Aメロ~Bメロの穏やかな展開もサビの盛り上がりに寄与している感じ。
開放感たっぷりのサビは聞いているだけで気持ちがいい。
また、間奏の激情的なギターソロも圧巻。
シンプルながらも、しっかりと聞かせてくれる演奏がグッド。
「今を生き抜いていけ」というメッセージが込められた歌詞も印象的。
真っ直ぐな楽曲、サウンドも含めて前向きな1曲になっています。
4.Kick&Spin
ギター同士の掛け合いが非常に爽快な1曲。
キレのいいギターサウンドとどこか浮遊したギターリフ・・・
まるで、タイトルの「蹴って回して」を音で表現しているかのようです。
サウンドにおける表現力の向上を感じずにはいられません。
5.涙がこぼれそう
ギター、ベース、ドラムが織り成すバンドサウンドが美しいロックバラード。
彼らの楽曲の中で最も美メロとも言える仕上がりです。
それでいて、ギターを効かせているのが彼ららしいと言いますか。
演奏テクニックよりも、シンプルに音と歌で楽しませようとしているのが伺えました。
何より、驚いたのが完成度の高さなんですよ。
今まで以上に洗練された演奏とメロディが心に沁みてきます。
歌詞は面倒くさい性格の「僕」が「君」だけを笑わせようと奮闘する姿が描かれています。

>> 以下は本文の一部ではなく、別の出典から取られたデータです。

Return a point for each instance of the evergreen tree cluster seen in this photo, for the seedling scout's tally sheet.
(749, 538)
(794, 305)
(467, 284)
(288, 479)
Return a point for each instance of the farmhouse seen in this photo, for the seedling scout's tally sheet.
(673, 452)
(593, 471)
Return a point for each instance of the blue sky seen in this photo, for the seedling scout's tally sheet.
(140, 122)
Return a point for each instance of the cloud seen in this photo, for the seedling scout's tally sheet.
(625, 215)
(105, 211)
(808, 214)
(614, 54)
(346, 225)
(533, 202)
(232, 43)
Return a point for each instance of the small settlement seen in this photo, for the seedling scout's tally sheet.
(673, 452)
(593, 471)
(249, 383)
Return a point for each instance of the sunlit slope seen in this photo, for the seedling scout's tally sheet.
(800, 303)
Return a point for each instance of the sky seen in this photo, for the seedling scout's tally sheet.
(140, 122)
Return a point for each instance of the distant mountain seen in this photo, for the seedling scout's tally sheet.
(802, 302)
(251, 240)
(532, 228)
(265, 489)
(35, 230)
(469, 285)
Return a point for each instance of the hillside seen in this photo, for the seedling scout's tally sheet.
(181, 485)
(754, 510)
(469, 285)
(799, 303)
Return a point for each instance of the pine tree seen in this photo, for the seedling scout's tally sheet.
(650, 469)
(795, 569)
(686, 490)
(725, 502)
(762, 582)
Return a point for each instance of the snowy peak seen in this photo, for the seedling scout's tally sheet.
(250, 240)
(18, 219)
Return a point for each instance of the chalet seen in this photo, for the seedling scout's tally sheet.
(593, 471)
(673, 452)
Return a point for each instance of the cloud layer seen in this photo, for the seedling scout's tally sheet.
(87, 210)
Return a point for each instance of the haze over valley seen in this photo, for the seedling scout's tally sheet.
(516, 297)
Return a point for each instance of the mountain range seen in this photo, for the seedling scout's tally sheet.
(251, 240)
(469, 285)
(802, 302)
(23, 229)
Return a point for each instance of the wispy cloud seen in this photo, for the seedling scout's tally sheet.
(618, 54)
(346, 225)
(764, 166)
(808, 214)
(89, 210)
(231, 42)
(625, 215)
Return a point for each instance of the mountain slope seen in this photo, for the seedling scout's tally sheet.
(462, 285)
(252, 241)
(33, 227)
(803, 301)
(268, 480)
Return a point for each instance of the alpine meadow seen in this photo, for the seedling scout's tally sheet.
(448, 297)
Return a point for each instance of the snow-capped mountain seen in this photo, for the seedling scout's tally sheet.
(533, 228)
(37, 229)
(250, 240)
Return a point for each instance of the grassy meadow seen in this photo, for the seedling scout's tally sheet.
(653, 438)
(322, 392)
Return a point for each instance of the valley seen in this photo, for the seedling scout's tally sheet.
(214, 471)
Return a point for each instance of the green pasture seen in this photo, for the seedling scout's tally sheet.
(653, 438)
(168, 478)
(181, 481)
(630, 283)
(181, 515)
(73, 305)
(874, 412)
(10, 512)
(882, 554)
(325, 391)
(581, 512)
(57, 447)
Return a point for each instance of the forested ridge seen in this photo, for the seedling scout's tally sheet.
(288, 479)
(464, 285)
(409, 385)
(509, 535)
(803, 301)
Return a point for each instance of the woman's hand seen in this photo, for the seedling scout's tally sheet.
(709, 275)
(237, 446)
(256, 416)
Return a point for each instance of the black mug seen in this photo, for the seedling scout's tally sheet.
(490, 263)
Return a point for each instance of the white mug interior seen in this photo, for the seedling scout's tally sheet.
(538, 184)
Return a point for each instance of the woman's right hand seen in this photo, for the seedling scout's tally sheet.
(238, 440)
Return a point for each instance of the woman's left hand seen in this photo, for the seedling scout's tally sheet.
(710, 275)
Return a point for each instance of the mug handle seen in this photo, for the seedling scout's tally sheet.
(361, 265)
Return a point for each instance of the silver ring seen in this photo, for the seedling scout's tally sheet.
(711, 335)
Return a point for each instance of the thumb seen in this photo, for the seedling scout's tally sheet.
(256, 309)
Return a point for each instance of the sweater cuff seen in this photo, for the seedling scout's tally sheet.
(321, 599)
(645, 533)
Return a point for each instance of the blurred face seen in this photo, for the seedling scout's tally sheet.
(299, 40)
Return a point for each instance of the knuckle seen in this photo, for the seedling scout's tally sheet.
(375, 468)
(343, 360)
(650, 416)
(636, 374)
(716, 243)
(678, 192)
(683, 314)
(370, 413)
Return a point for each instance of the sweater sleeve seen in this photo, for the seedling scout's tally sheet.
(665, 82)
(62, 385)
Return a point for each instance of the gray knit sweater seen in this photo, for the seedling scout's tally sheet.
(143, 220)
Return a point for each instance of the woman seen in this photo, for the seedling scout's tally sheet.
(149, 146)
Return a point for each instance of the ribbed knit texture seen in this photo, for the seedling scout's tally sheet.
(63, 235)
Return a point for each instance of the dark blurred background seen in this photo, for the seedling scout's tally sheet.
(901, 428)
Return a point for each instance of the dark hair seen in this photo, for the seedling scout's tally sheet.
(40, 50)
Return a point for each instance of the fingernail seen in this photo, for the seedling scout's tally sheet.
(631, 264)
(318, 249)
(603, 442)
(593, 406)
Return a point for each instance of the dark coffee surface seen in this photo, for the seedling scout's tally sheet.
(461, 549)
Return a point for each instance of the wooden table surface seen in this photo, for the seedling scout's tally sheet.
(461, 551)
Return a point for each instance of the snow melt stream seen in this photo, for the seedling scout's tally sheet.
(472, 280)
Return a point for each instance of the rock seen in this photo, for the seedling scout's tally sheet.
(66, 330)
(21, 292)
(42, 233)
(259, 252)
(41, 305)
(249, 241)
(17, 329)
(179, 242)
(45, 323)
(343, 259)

表面だけ見れば恋愛ソングっぽく見えるんですけど、実はそうじゃないんです。
壮大な展開とのギャップもあって、妙にひねくれているんです。
それも含めて、聞き手を楽しませることに特化した1曲と言えますね。
6.Ho!
ヘヴィーなギターサウンドが効いたロックナンバー。
ストレートに駆け抜けていく楽曲と間奏のギターの掛け合いがカッコいい。
歌詞やタイトルから遊び心を感じられるのも彼ららしい。
全ての楽曲に自信を持っているからこそ、こういった曲も出来るんだろうなぁ。
7.Forever Young
爽やかさを感じさせるシンプルなギターロック。
変則的なギターソロなど、複雑な展開がないのも印象的。
どこか懐かしさを感じさせるギターサウンドも新鮮。
メロディと歌で聞き手を楽しませることに特化した1曲と言えるでしょう。
歌い出しにおける
川上洋平の歌唱も伸びやかで引き込まれるものがあります。
8.Travel
ピアノとギターが織り成す、落ち着いた雰囲気のミドルチューン。
アコギがいいアクセントになっていて、じっくりと聞かせてくれます。
サビにおける洋平の熱唱も歌詞の壮大さを感じさせてくれる。
9.Wanna Get Out
中華風なギターのイントロ~Aメロのラップと曲の世界へと引き込む構成が印象的。
以降はその雰囲気を全く感じさせないエモーショナルなサウンドなのもいい。
開放的なサビで歌い上げる洋平の歌唱も聞いているだけで爽快。
バックで掻き鳴らされるギターとドラムの掛け合いにも注目。
10.This Is Teenage
タイトル通り、若さが表現されたロックナンバー。
サビ手前の小気味いいギターフレーズ、伸びやかなサビが印象的。
ピアノも曲の雰囲気作りに上手く貢献しているのが見事。
ラスト前で半音上がるサビやポップな勢いに満ちたアウトロは聞きどころですね。
11.Plus Altra
彼らの持ち味である美メロを活かした壮大なロックバラード。
力強いドラムと大サビのギターが生み出す壮大さは圧巻の一言。
これからの決意が描かれた歌詞も含め、前進を感じさせる1曲。
・まとめ
今作をもって新たな段階へと踏み出した[champange]。
まだまだ彼らはやってくれそう―。
そう確信せずにはいられない一枚です。